In their latest exhibition, "Made Up: Design's Fictions," The Art Center College of Design in Pasadena spices it up by presenting designs created by and for the outlandish, the silly and sometimes outright cuckoo, which might—just might—give birth to some tangible real world solutions. After all, weren’t Star Trek communicators the forefathers of today’s mobile phones?
“A lot of design starts with just making something up,” says curator Tim Durfee. “It’s sometimes a little bit crazy, a little absurd, but that process opens up new ways of discovering ideas.”
Staged in a venue that once secretly tested supersonic jets, “Made Up” brings together posters, renderings, videos, and knick-knacks by international designers and Art Center grads coupled with a purposely-vague write-up on the exhibition catalog. No lengthy explanations; only intelligent guesses. “One of the main ideas of the show was not tell anybody any answers but rather to raise the conversation,” says Durfee. Suuuuure….
Among the mysterious wall hangings is that of Thomas Hillier, a Bartlett School of Architecture grad. He created a gorgeously detailed pop-up papercraft artwork in the style of Japanese Ukiyo-e printmaker, Ando Hiroshige. Inventing a tale of star-crossed lovers, Hillier recasts the Princess as a “flexible, diaphanous knitted membrane” vainly trying to reach the grass that is her beloved Cowherd. But she is always barred by the Emperor who has taken the form of gigantic origami lungs that may or may not be able to clean the air in this fabled landscape.
Air quality isn’t the only thing on the minds of Mexican architects Rojkind Arquitectos, Alejandro Hernandez Galvez and Arturo Ortiz. They turn a design competition to build a purely ornamental arch in Mexico into a social critique. By submitting a design for a fantastical infrastructure that coordinates traffic and expands the green areas of the concrete-choked city, the team showed how superfluous the government-sponsored competition truly was.
Not every artifact has as serious an undertone. In “Animal Superpowers,” TED 2011 Fellow Chris Woebkin and Kenichi Okada collaborate on a set of devices meant to give children heighted sensory experiences. A rather more evolved Calvin & Hobbes Transmogrifier device, Woebkin and Okada’s Ant apparatus goes on your head and hands. Microscope antennas in the hand give kids a 50x-magnified view of whatever they put their hands over. Talk about “A Bug’s Life.”
While Woebkin and Okada play with the senses in a confined space, Keiichi Matsuda, multidisciplinary designer based in London and Tokyo, saturates the world with stimuli. In his video “Augmented (hyper)Reality,” the physical space is overlaid with digital data—showing the temperature of the our steaming cup of coffee beside our coffee pot, the weather conditions outside our apartment by the window, and yes, the digital equivalent of junk mail and spam on every possible surface. “It’s a believable design proposal,” says Durfee, “but it’s also darker and funnier because it shows us that the future may not be as pristine as we imagine it.”

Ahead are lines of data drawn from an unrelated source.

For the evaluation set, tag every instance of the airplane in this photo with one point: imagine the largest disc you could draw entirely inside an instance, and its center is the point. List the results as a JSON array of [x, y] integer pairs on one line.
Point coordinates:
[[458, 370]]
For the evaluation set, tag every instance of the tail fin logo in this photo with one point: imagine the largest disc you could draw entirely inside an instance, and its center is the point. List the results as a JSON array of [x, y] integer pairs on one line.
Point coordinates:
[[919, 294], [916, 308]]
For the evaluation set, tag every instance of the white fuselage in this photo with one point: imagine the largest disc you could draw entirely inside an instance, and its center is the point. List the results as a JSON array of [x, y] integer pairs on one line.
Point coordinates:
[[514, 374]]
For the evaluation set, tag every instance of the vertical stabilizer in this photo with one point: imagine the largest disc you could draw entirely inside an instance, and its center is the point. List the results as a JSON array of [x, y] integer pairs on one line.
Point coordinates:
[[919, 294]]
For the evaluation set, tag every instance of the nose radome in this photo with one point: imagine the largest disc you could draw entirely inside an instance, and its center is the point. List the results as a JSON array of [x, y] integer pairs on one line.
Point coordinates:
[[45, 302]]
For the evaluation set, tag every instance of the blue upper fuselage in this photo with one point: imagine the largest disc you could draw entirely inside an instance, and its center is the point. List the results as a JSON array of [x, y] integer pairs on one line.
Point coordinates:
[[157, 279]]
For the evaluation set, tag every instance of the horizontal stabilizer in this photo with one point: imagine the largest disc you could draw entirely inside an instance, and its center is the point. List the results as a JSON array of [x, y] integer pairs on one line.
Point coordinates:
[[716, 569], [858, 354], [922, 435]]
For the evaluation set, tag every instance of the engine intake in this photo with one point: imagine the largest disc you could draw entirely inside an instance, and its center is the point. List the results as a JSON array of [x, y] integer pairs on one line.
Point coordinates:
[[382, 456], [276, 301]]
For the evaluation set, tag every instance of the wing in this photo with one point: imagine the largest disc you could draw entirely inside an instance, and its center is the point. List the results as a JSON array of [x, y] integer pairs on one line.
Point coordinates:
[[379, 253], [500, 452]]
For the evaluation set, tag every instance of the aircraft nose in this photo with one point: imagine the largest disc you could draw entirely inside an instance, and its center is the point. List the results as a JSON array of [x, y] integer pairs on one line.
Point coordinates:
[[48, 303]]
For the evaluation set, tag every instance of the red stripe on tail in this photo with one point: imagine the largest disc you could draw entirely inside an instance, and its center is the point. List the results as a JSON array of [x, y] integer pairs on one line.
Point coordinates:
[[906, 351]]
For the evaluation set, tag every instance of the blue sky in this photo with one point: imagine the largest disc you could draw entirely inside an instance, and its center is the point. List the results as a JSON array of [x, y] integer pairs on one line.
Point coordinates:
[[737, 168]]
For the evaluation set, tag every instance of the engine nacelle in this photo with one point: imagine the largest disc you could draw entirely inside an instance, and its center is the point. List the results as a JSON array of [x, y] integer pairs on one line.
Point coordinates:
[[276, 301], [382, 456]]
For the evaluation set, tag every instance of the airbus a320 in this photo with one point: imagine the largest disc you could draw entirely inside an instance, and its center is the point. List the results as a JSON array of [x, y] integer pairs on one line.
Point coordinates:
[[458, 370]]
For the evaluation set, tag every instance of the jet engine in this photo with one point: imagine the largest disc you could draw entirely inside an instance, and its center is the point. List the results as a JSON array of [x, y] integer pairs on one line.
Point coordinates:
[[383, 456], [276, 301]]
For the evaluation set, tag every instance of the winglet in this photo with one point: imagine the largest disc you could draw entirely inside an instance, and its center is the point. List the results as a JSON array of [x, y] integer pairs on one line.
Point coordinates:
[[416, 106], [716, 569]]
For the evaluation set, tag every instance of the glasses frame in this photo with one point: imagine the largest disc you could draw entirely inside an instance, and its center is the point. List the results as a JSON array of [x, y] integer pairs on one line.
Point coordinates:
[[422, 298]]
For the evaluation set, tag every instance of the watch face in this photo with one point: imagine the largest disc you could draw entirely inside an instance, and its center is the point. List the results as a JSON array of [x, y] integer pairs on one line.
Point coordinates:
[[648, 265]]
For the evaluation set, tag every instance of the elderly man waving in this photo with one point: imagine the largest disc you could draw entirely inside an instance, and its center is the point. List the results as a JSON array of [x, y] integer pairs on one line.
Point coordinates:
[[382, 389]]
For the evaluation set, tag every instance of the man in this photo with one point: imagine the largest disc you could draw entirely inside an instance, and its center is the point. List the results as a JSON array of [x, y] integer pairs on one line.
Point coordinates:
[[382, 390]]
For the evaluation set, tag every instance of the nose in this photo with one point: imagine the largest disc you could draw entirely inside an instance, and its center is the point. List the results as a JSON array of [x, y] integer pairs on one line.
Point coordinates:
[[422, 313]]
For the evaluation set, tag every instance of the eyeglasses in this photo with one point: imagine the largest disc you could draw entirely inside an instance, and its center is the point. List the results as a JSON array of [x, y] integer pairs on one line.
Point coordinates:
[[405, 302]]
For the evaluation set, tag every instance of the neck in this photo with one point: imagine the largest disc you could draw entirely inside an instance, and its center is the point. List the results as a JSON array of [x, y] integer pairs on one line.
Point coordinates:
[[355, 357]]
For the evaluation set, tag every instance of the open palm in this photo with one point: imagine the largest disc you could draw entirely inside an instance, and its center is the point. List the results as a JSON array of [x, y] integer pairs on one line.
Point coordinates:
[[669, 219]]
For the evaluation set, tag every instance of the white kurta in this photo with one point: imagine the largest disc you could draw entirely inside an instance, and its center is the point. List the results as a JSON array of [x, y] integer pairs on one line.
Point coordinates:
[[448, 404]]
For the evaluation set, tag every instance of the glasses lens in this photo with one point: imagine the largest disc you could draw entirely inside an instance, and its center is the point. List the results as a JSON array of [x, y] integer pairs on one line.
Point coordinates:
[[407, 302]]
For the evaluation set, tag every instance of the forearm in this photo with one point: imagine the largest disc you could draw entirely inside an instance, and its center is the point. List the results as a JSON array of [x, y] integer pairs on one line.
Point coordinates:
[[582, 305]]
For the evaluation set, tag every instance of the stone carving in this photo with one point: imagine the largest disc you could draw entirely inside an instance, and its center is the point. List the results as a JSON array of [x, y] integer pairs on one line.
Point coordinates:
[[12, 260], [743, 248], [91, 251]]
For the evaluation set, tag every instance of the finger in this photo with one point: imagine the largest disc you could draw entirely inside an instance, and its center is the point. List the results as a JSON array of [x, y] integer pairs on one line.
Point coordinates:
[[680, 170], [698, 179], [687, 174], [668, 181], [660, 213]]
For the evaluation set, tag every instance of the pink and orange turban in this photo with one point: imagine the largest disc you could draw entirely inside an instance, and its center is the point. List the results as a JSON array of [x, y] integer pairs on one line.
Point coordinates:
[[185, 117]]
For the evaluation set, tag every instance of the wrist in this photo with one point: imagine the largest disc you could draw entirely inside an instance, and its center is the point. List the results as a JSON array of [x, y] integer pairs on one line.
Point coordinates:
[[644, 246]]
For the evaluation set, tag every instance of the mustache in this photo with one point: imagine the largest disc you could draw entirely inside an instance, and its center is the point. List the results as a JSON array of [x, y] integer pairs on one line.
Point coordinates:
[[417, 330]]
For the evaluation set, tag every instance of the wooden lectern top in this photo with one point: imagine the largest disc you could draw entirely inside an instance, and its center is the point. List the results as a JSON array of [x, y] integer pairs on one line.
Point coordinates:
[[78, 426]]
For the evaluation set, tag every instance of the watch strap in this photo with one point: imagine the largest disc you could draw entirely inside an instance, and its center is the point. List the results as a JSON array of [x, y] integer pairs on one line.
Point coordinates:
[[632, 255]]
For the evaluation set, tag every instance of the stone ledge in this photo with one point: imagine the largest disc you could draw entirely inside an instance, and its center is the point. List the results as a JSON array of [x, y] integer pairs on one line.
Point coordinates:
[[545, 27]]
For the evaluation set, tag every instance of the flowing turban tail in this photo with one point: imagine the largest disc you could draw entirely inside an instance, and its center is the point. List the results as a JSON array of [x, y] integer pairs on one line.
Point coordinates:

“Made Up” as a whole falls squarely on the side of proposition than fact, but it is exactly where it planned to be. “Our assessment is that the future is one of perpetual change,” says Art Center’s Media Design Program Chair Anne Burdick, “[In this exhibition,] we’re trying to say that design is not just problem-solving. It’s a way of thinking about the world and that play is incredibly relevant, serious, political work.” After all, a lie is only a lie until it becomes real, right?
Made Up: Design’s Fictions runs until March 20th at Art Center’s Wind Tunnel Gallery.